« Poésie, voie de l’infini, voie de la plénitude «
L’être humain est face à un abîme existentiel. Ni la cause, ni le pourquoi de la réalité ne peuvent lui être donnés, ne peuvent être trouvés.
Son individualité n’a rien où s’ancrer, où se relier profondément par des mots ou des lois formulées.
Pour l’esprit poétique, chaque réalité particulière est un cristal insondable de la réalité plénière, qui résonne à l’infini, relie à l’infini, à l’indéfini et à l’unité de la réalité à laquelle il appartient pleinement.
Et la poésie est ce langage double, où les mots ne s’épuisent pas sur le sens immédiat mais doivent ouvrir sur la plénitude du réel, relier l’ici et l’infini, l’un et le multiple, l’instant et le sans-temps, ouvrir sur l’unité et l’éternité, nos dimensions profondes.
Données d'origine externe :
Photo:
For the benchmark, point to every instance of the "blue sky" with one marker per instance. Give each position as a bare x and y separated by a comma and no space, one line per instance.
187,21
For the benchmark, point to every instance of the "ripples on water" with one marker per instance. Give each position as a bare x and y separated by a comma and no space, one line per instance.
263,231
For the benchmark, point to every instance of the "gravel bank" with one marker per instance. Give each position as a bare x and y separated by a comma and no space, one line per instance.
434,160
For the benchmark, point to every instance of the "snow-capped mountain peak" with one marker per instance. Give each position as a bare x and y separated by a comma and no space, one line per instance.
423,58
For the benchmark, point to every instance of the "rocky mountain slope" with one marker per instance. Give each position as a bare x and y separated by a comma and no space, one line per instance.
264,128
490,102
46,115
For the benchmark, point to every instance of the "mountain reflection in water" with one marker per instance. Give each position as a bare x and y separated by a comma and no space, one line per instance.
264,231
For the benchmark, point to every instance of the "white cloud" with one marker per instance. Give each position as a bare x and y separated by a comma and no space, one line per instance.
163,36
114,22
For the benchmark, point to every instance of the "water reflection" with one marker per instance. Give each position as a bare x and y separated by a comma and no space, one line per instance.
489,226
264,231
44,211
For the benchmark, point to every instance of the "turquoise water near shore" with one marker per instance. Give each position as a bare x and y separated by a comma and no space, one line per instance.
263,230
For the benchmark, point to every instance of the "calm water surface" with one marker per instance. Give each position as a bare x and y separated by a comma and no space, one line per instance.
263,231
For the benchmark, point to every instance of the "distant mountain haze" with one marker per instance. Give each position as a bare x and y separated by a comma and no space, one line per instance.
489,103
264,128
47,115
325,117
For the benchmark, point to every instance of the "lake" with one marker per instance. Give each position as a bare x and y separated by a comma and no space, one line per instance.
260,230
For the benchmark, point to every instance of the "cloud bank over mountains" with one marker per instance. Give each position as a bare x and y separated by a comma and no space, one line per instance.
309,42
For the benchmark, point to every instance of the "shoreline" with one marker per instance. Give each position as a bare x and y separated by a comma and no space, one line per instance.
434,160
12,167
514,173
La poésie qui peut relier des réalités éloignées, créer des images, susciter des intuitions ou des sentiments nouveaux, épouser le rythme du monde, peut ainsi amener à une perception différente du monde, ouvrir à la dimension plénière, mystérieuse de la vie.
La poésie apparaît bien ainsi comme une voie, un chemin où peut s’évanouir un sentiment de manque ou d’isolement, où peut naître un accord au monde et, dans l’apaisement, s’épanouir un sentiment de plénitude. Un chemin où, par l’attention portée aux êtres et aux choses dans leur unité et leur infinité, l’humanité pourrait se réconcilier avec elle-même et le monde qui l’entoure.
La poésie est un langage d’avenir de l’humanité.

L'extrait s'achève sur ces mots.